C R A C K E R

**Name of the Vulnerable Software and Affected Versions** CyBoards PHP Lite version 1.21 **Description** The issue allows remote attackers to execute arbitrary PHP code via a URL in the `script path` parameter to various PHP files, including (1) "flat read.php", (2) "post.php", (3) "process post.php", (4) "process search.php", (5) "forum.php", (6) "process subscribe.php", (7) "read.php", (8) "search.php", (9) "subscribe.php" in the path/, and (10) "add ban.php", (11) "add ban form.php", (12) "add board.php", (13) "add vip.php", (14) "add vip form.php", (15) "copy ban.php", (16) "copy vip.php", (17) "delete ban.php", (18) "delete board.php", (19) "delete messages.php", (20) "delete vip.php", (21) "edit ban.php", (22) "edit board.php", (23) "edit vip.php", (24) "index.php", (25) "lock messages.php", (26) "login.php", (27) "modify ban list.php", (28) "modify vip list.php", (29) "move messages.php", (30) "process add board.php", (31) "process ban.php", (32) "process delete ban.php", (33) "process delete board.php", (34) "process delete messages.php", (35) "process delete vip.php", (36) "process edit board.php", (37) "process lock messages.php", (38) "process login.php", (39) "process move messages.php", (40) "process sticky messages.php", (41) "process vip.php", and (42) "sticky messages.php" in the path/adminopts. **Recommendations** As a temporary workaround, consider disabling the `script path` parameter in the affected PHP files until a patch is available. Restrict access to the vulnerable PHP files to minimize the risk of exploitation. Avoid using the `script path` parameter in the affected API endpoints until the issue is resolved. At the moment, there is no information about a newer version that contains a fix for this vulnerability.

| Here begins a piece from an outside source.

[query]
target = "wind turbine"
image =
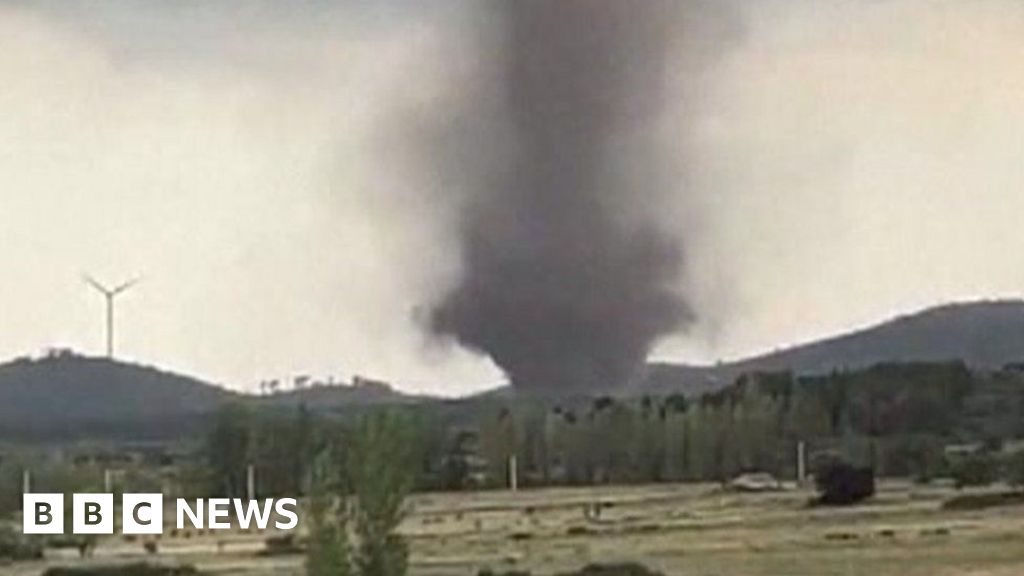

**Name of the Vulnerable Software and Affected Versions** CyBoards PHP Lite version 1.21 **Description** The issue allows remote attackers to inject arbitrary web script or HTML via specific parameters. The vulnerable parameters include `lOptionsOptions`, `lNavAdminOptions`, and `lNavReturn` in options.php, as well as `lNavReturn` in subscribe.php. **Recommendations** For CyBoards PHP Lite version 1.21, consider restricting access to the options.php and subscribe.php files until a patch is available. As a temporary workaround, avoid using the `lOptionsOptions`, `lNavAdminOptions`, and `lNavReturn` parameters in the affected API endpoints.

**Name of the Vulnerable Software and Affected Versions** CyBoards PHP Lite version 1.21 **Description** The issue allows remote attackers to include and execute arbitrary local files via directory traversal sequences. This can be achieved by manipulating the `script path` parameter to "options.php" and the `lang code` parameter to "copy vip.php" and "process edit board.php" in the "adminopts/" directory. **Recommendations** For CyBoards PHP Lite version 1.21, consider restricting access to the "options.php", "copy vip.php", and "process edit board.php" files in the "adminopts/" directory to minimize the risk of exploitation. Avoid using the `script path` and `lang code` parameters in the affected API endpoints until the issue is resolved. At the moment, there is no information about a newer version that contains a fix for this vulnerability.